CI receivers have 1 or 2 slots for decoder modules. Different modules are required depending on the country and the pay-TV provider. The CI receiver is hence only a platform which facilitates the usage of additional decoder modules. The reception of different pay-TV packages is only possible with CI receivers.
CI modules are sometime also referred to as „CA“ modules, whereby „CA“ stands for „Conditional Access“. When used together with the corresponding smart card (access card), the modules decode encrypted programmes. Some modules are only capable of decoding a single system (e.g. Viaccess), while others may be compatible with multiple systems. The CI module needs to be inserted into the Common Interface slot. Generally, each country or provider requires a different module. For further information please contact the programme providers.
Smartcards are available at specialist dealers or directly from the programme providers. Smartcards are usually subject to a charge and national regulations (residence, nationality) may apply.
The variety of digital TV and radio stations broadcast across Europe is not only high, but also subject to constant change.

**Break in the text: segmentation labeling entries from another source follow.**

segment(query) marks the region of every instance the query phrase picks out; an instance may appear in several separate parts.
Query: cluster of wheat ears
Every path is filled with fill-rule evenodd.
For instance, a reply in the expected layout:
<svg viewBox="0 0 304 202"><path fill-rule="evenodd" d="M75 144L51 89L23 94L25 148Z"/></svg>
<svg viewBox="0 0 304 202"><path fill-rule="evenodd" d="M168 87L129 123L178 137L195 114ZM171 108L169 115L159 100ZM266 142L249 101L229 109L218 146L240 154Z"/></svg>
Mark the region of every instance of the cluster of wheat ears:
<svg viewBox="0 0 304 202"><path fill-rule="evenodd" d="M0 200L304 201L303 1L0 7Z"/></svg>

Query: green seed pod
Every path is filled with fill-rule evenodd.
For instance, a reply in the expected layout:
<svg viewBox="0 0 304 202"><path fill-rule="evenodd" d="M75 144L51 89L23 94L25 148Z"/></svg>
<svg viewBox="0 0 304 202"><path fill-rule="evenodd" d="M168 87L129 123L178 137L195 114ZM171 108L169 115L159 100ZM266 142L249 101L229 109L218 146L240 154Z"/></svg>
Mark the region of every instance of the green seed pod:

Any printed channel list will hence often be outdated by the time it is published. Major channels can usually be received without changes for long periods, but smaller-scale channels, often providing highly interesting programmes, are often launched and then disappear from the satellite rather quickly. There are numerous printed publications covering the topic of satellite TV. However, the Internet is usually more up-to-date. The websites www.lyngsat.com and www.satcodx.com list the channels available from all directly receivable satellites. These data can be put into the receiver‘s scan function so new channels can be received.

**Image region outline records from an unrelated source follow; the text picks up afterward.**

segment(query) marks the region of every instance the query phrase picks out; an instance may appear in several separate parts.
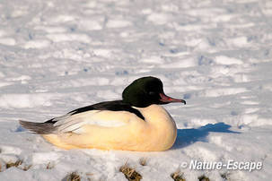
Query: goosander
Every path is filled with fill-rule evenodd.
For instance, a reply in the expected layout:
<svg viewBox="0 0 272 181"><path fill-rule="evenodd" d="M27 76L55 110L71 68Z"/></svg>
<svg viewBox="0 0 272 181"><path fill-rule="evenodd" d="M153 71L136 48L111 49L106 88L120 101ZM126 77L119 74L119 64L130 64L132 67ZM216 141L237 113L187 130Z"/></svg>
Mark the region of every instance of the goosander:
<svg viewBox="0 0 272 181"><path fill-rule="evenodd" d="M177 137L173 118L160 106L171 102L186 104L166 96L162 81L148 76L128 85L121 100L77 108L44 123L20 120L20 124L67 150L159 151L170 149Z"/></svg>

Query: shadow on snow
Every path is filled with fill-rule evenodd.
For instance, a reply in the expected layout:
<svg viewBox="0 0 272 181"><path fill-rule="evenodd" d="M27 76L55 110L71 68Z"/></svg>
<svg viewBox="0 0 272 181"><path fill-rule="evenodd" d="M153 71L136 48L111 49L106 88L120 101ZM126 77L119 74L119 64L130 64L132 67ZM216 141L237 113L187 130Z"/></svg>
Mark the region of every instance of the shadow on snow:
<svg viewBox="0 0 272 181"><path fill-rule="evenodd" d="M229 130L231 125L224 123L207 124L197 129L178 129L178 135L172 149L180 149L192 144L196 142L207 142L206 136L210 132L240 134Z"/></svg>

Terrestrial TV is also due to be converted from analogue to digital technology by the year 2010. However, the DTT network does not yet provide full coverage. Coverage is being widened all the time, but it is already clear that complete coverage of a country will not be possible. The desired reception of terrestrial digital TV signals with a small antenna stick at the back of the receiver can only be realised in the direct vicinity of the transmitters. The major disadvantage to clients is the range - national DTT will of course only be provided in the respective country. TV and radio stations of other countries cannot be expected to invest enormous sums into the broadcast of „foreign“ channels. Digital TV has almost become the standard in many national cable networks and can hence be received at many camp sites. This is not much of a benefit though, as the channel variety is much smaller than that available by satellite. The same problem of coverage that applies to DTT also exists here as well, as cable operators are not likely to feed foreign channels into their networks. Furthermore, DTT, DVB-C and DVB-S always require separate receivers which are different for each system. In principle, DTT and DVB-C cannot match the number of channels and the reception range available with digital satellite TV (DVB-S).
DVB-T2 is the successor of the DTT standard. The same principle as with the satellite transmission (DVB-S2) applies: Thanks to improved and more efficient transmission technology, more programmes can be transmitted per channel, and HDTV transmission is enabled. Also, the signal is more stable and reliable. DVB-T2 is not downward compatible with DVB-T, i.e. a conventional DTT device cannot process DVB-T2 signals, but DVB-T2 devices can usually process DTT signals. DVB-T2 is already established as transmission standard e.g. in Great Britain and France, but its launch in Germany is still to be determined.